Eric Karsten and his colleagues interviewed 221 journalists and organisation’s spokespeople in Germany, Hungary, Italy, Poland, Romania, Slovenia, Spain, Sweden, and Great Britain.

As part of the Horizon 2020 project "Role of European Mobility and its Impacts in Narratives, Debates and EU Reforms (REMINDER)", Eric Karsten and his colleagues interviewed journalists and organisation’s spokespeople in Germany, Hungary, Italy, Poland, Romania, Slovenia, Spain, Sweden and the UK. The answers to the semi-structured interviews and questionnaires are available in the AUSSDA Dataverse. We talked with Eric Karstens about it.

What is your study about?

Our study is part of a larger European research project on mobility in the European Union. The project investigates mobility and migration according to economic, political, and sociological criteria, as well as media science criteria. We asked journalists and institutional communicators in nine EU member states how they deal with the topic in their daily work. To use a term that is currently much discussed: We wanted to find out which framing journalists and their interlocutors use in authorities, politics, and NGOs. Mind, from their subjective perspective; our colleagues from the University of Vienna deal with the actual reporting. But of course journalists and press officers do not work in a vacuum. That is why we asked some more general questions about their situation. How satisfied are they with their working conditions and environment? How free are they to choose what they want to report on? Who or what influences their choice of topics and words? Thus, our migration study also became a kind of social study of the various journalism and media landscapes.

From your point of view, what is exciting about the study?

We usually speak of "the" journalism as a whole, but in reality the self-image and circumstances differ extremely from country to country. Although this is by no means a new finding in journalism research, it is all too often overlooked in public perception and discussion. There is a well-known quote from the Austrian-American management theorist Peter Drucker, "Culture eats strategy for breakfast." This is very similar here. In general, a country's journalism culture, social norms, narratives, and political tendencies shape its reporting on migration more than the actual facts or the personal attitude of individual reporters. Of course, this also applies to all other topics. I myself often deal with transnational European journalism and now understand much better why it often does not work. Nevertheless, our study has also given me some tips and tricks on how to strengthen it.
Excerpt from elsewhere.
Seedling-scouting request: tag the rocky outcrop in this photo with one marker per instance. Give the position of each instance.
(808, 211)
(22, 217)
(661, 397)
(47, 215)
Why do you make your data accessible?

Our data is the product of a publicly funded research project, which is why we believe it should be made public. However, even more important for the publication was another thought: We ourselves analysed our data from the perspective of a very specific interest in knowledge. But who says that we did everything right? And perhaps the data even contain answers to quite different questions? In other words: We would like to give other researchers the opportunity to make their own evaluations and possibly come to other or completely new conclusions. In addition, there is generally little information about the self-image of journalists and communication professionals. The available data often only refer to individual countries and are usually collected - if at all - at long intervals. We would therefore be pleased if our work in future research projects could serve as a snapshot of the situation in 2017.

  • Eric Karstens advises European and international non-profit organisations and companies on journalism, communication, and media. He develops funding applications and offers and is involved in the implementation of the resulting projects. For the non-profit foundation European Journalism Centre (EJC) in Maastricht (Netherlands), he is responsible for the technical coordination of activities in the EU Research Framework Programme.